Para complementar a dissertação, é cediço que nas ações coletivas, de um modo geral, a legitimidade para a ação deve ser extraordinária e concorrente, contando com o Ministério Público, a Defensoria Publica, a União, os Estados, o Distrito Federal, a Administração Publica indireta e as associações criadas há pelo menos 1 ano. Além disso, compartilham com os princípios do Direito Processual coletivo de acesso à justiça, devido processo legal coletivo, não taxatividade, prioridade jurisdicional em relação às demandas individuais e a reparação integral do dano. Outrossim, é importante destacar o princípio do “ transporte in utilibus” no qual as resoluções das ações coletivas refletem diuturnamente nas individuais, quando procedentes, transportando a coisa julgada benéfica. Segundo o Código de Defesa do Consumidor, no artigo 103, inciso terceiro “ Os efeitos da coisa julgada de que cuida o Art. 16, combinado com o Art. 103 da lei número 7.347 de 24 de julho de 1985, não prejudicarão as ações de indenização por danos pessoalmente sofridos, propostas individualmente ou na forma prevista neste código, mas, se procedente o pedido, beneficiarão as vítimas e seus sucessores, que poderão proceder à liquidação e à execução, nos termos dos Art. 96 a 99”.

Desse modo, quando há uma ação individual e posteriormente há a coletiva com a mesma demanda, é dada a faculdade ao indivíduo impetrante de suspender individualmente, para obtenção do sucesso indenizatório na ação coletiva, evitando-se o bis in idem e as ações dúplices no judiciário .

Diante do exposto, o processo evolutivo das ações coletivas foi pautado na mudança de paradigma das intenções individuais, cuja resolução contrastava com o ideal de celeridade, segurança jurídica das execuções coletiva.
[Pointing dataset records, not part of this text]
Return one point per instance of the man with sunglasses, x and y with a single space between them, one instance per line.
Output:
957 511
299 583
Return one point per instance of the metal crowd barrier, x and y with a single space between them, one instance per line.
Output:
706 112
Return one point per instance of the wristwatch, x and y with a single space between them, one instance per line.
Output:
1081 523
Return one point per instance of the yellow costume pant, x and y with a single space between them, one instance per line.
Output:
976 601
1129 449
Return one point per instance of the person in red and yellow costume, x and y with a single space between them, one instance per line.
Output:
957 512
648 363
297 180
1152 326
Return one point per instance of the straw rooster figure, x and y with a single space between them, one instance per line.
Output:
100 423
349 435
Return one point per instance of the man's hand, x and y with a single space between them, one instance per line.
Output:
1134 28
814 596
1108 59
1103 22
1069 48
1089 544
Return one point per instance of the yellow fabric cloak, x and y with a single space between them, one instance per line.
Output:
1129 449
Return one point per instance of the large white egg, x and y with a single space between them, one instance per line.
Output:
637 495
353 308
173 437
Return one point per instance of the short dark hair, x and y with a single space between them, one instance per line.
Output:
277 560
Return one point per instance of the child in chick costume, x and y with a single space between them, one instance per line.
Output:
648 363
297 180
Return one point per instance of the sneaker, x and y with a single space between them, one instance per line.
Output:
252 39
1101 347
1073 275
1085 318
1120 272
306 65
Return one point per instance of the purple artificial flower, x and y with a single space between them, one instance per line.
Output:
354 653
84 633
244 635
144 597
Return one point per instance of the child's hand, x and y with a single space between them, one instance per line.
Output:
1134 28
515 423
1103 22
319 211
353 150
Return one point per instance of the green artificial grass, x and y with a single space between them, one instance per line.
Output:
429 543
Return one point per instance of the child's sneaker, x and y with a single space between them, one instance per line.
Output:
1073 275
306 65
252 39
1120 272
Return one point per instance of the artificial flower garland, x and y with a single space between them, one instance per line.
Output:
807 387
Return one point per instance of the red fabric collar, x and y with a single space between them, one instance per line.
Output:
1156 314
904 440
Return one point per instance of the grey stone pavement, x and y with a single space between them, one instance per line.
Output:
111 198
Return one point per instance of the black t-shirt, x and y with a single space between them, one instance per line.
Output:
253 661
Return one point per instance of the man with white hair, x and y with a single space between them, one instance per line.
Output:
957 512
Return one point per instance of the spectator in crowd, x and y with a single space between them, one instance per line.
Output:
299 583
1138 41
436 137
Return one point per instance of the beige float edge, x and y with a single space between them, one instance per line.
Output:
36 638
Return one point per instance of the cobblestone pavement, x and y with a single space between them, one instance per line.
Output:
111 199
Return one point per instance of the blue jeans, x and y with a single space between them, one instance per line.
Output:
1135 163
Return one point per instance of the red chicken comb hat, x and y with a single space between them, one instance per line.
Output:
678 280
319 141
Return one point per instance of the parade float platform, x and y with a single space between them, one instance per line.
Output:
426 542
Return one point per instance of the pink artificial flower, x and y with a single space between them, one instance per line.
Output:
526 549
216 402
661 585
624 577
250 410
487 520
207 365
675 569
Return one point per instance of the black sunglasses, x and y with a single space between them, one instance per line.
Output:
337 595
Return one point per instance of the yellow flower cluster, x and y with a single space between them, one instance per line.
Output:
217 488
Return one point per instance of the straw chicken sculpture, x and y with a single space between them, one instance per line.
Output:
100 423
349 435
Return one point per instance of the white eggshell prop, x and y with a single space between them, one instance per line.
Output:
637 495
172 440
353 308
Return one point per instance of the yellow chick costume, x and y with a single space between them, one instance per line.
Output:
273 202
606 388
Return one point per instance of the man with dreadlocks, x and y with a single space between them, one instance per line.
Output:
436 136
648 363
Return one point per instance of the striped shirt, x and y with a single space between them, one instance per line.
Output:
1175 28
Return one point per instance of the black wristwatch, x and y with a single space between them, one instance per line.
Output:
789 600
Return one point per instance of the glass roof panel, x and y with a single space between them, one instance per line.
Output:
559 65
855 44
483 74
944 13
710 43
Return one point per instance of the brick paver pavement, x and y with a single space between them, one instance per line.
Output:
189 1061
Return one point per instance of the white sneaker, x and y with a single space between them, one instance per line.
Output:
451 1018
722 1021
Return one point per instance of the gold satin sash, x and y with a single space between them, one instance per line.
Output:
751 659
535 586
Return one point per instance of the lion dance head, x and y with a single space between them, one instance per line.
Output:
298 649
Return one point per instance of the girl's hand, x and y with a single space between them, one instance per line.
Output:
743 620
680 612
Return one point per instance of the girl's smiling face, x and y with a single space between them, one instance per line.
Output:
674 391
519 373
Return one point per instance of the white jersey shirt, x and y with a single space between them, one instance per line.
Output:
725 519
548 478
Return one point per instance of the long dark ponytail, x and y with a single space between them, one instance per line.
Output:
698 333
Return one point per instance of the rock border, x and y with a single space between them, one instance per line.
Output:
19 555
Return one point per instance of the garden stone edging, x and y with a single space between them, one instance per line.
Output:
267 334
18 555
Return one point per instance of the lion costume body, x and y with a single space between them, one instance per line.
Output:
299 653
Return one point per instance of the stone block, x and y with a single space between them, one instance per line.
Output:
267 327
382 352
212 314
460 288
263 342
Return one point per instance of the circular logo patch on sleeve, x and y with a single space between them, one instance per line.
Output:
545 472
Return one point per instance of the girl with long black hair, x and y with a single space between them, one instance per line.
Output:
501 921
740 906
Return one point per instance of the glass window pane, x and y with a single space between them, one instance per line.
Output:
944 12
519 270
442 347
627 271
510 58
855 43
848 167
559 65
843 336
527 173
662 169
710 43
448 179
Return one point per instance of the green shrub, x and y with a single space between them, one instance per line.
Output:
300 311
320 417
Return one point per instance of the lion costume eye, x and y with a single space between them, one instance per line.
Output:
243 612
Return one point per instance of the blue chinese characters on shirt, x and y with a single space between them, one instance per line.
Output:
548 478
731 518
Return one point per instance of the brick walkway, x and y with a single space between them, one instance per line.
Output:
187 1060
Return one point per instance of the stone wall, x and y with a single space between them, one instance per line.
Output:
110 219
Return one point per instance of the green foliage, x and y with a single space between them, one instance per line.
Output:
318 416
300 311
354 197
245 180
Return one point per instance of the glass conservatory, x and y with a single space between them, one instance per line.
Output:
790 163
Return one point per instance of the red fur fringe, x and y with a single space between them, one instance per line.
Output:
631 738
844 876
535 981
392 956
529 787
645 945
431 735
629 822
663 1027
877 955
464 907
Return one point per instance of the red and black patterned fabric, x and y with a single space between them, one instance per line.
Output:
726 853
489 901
Nessa perspectiva, pôde-se visualizar que uma ação individual pode promover decisões anacrônicas e inconclusas, entretanto decisões coletivas permitem a consensualidade, a atuação difusa, a coisa julgada erga omnes e a  execução célere. Nesse contexto, diante da multiplicidade normativa, cabe ao impetrante da ação vislumbrar a melhor maneira de atingir o sucesso meritório aplicando os princípios coletivos do direito processual comum, ao visar o bem-estar social coletivo.

Joseane de Menezes Condé
Discente de Direito em Piracicaba, estagiária do TRT 15 e é formada em Medicina Veterinária pela Universidade Federal de Minas Gerais. Escreve para o Jornal Gazeta Piracicaba.